Enfin, la Fondation payait bien… Ramaad était parvenu à mettre quelques milliards d’euros de côté, ce qui lui permettait d’envisager de reprendre une activité moins rémunératrice mais plus plaisante dans quelques mois. A moins qu’il n’obtienne une promotion. Il escomptait beaucoup de la retraite prochaine de Rau Mandala, le préposé aux catégories de l’encyclopédie première. Ses trois collègues étaient bien évidemment sur le coup, mais il était parvenu à les distancer de quelques parsecs en faisant preuve d’un zèle qui confinait au surmenage (en moyenne 7000 catégories nettoyées par mois).

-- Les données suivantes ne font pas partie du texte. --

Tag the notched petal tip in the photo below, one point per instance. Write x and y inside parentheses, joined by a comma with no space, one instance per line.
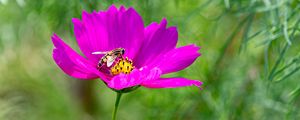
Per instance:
(171,83)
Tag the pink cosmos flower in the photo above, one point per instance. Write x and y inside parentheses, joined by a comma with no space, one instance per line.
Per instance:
(149,51)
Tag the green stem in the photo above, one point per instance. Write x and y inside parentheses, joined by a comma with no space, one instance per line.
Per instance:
(119,95)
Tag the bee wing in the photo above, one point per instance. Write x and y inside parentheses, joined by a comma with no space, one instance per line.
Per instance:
(99,52)
(110,60)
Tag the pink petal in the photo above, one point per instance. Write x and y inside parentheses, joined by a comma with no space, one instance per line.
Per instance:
(72,63)
(176,59)
(136,77)
(171,83)
(158,40)
(107,30)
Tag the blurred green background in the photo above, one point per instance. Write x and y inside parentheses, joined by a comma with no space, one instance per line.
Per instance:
(249,63)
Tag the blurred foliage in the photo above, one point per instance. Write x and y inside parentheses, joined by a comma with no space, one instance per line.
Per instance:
(249,64)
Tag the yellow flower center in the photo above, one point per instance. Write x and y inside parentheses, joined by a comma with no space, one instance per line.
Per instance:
(122,66)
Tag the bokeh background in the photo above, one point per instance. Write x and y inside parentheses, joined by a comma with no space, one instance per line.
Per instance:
(249,63)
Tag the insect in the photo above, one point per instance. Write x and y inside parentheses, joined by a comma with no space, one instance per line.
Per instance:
(110,56)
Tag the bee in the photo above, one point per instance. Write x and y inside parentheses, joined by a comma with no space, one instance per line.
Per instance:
(109,56)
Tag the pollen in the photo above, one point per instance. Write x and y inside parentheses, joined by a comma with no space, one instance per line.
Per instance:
(122,66)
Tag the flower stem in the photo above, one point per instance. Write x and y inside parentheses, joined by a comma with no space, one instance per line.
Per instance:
(119,95)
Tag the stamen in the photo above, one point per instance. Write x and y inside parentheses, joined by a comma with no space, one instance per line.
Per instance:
(122,66)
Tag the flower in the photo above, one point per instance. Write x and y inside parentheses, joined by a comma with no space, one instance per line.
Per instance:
(149,51)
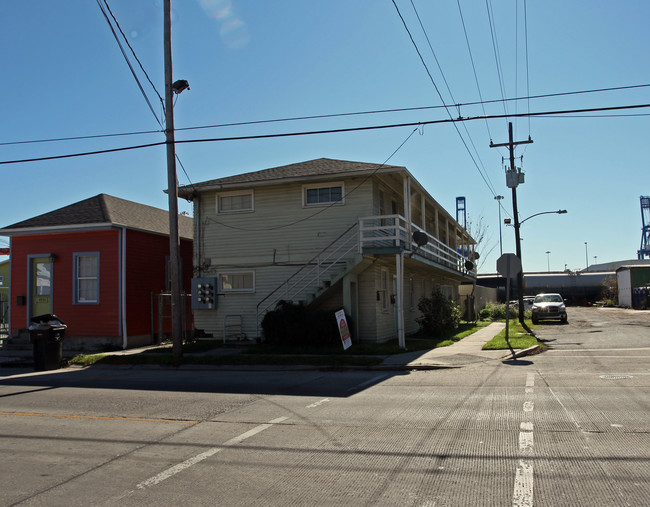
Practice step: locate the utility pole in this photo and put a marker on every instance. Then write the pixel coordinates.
(513, 178)
(172, 191)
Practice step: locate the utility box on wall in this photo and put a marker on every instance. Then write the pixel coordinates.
(204, 293)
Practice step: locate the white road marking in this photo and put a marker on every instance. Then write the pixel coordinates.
(318, 403)
(530, 380)
(523, 494)
(526, 442)
(170, 472)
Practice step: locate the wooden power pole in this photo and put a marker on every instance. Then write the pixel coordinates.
(513, 180)
(172, 190)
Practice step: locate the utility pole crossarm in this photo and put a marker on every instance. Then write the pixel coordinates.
(520, 276)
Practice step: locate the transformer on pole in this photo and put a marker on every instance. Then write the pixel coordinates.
(461, 214)
(644, 251)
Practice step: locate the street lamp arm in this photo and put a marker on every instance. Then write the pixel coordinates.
(559, 212)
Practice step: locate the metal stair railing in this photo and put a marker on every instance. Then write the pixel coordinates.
(328, 263)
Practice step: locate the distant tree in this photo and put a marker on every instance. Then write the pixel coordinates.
(478, 229)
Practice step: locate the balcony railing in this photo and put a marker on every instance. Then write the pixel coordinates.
(391, 231)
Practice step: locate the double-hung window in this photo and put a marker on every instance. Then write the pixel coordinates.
(239, 281)
(240, 201)
(86, 278)
(322, 195)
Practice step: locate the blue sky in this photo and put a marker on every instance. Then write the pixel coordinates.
(248, 60)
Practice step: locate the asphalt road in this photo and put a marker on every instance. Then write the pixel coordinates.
(567, 427)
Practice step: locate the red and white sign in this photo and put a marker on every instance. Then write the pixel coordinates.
(343, 329)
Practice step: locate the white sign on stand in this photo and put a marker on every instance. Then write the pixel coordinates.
(343, 329)
(508, 266)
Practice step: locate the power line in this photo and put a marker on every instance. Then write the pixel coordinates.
(426, 35)
(162, 102)
(126, 58)
(322, 116)
(495, 48)
(333, 131)
(471, 58)
(443, 100)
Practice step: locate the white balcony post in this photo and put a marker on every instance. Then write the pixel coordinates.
(399, 300)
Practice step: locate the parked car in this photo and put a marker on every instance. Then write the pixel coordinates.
(549, 307)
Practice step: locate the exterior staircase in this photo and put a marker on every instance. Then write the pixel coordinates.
(318, 275)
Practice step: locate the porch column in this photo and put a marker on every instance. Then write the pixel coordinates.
(423, 204)
(399, 303)
(407, 209)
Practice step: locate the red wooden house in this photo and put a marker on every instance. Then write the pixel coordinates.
(95, 264)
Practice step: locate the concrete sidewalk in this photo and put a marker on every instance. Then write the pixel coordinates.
(466, 351)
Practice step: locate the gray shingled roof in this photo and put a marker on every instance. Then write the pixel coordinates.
(309, 169)
(108, 210)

Sur ce il s’avançait vers la cuisine. Une foule compacte l’attendait. Son zào avait fonctionné toute la nuit. Il diffusait en permanence des hologrammes dont la position était déterminée par l’intensité des liens humains : Ramaad voyait ses collègues et amis juste à côté de lui ; certaines relations lointaines (copain d’enfance, clients…) se perdaient dans un horizon de carton-pâte déployé sur les quatre murs de la pièce. Il introduisit deux capsules dans sa machine à boissons et en sortit un jus de pamplemousse frais un chocolat bouillant. Il posa le tout sur la table puis s’adressa à l’hologramme de Kris.
— Des nouvelles ?
Kris avait une soixantaine d’années mais en paraissait trente. Il avait en effet opté pour la fonction rajeunissement lors de l’enregistrement de son profil zào. Il était toujours au courant de tout, de telle sorte que Ramaad avait perdu l’habitude d’afficher les nouvelles sur son écran mural.
— Pas grand chose pour l’instant. Le gouvernement de Kabardino-Balkarie est tombé cette nuit — ça pourrait être définitif. La Chine retarde une fois de plus l’envoi d’une mission sur la Lune. Un couple jugé à Jakarta pour un crime particulièrement atroce. Bref, on s’emmerde…
— Pas de bruits de couloirs ? A l’OC ou ailleurs ?
— Tu sais le 4 août. Ils sont tous en vacances. Les conspirateurs conspirent toujours, mais depuis leur résidence secondaire. Et toi, tout va bien à la Fondation ?
— Je pense. Beaucoup de boulot… En ce moment, je suis un peu en mode « Bonjour, au revoir ». Donc je ne peux pas vraiment te dire si ça bouge.
— Tu as demandé une augmentation ?
— Je te l’ai déjà dit, j’en ai pas besoin. 800 millions par mois, c’est bien assez pour un mec seul. Par contre, si je pouvais changer d’affectation…
— Tes tractations avec le WTF n’ont rien donné ?
— Ils sont d’accord à condition que je passe en licence collective — la propriété intellectuelle pour l’association et rien pour moi. J’aimerais bien que mon roman ait plus de lecteur, mais pas à ce prix-là.
Il reprit une gorgée de chocolat mêlé d’agrume. Il entendit une voix qui n’était pas celle de Kris, ni d’aucun des hologrammes présents :
— Ton train part dans un quart d’heure. Dépêche-toi !
Le conversant s’était automatiquement rallumé — il s’agissait d’un avertissement permanent que Ramaad devait entendre quelque soit ses dispositions. Il quitta la cuisine et ses occupants immatériels, partit s’habiller, se coiffer etc. Il ferma la porte de son appartement à 9h50 et descendit récupérer le prochain RER H, celui de 10h00.

1 commentaire:

Arkanosis a dit…

Encore des catégories en 2041 ? Quelle vision pessimiste de l'avenir ;-)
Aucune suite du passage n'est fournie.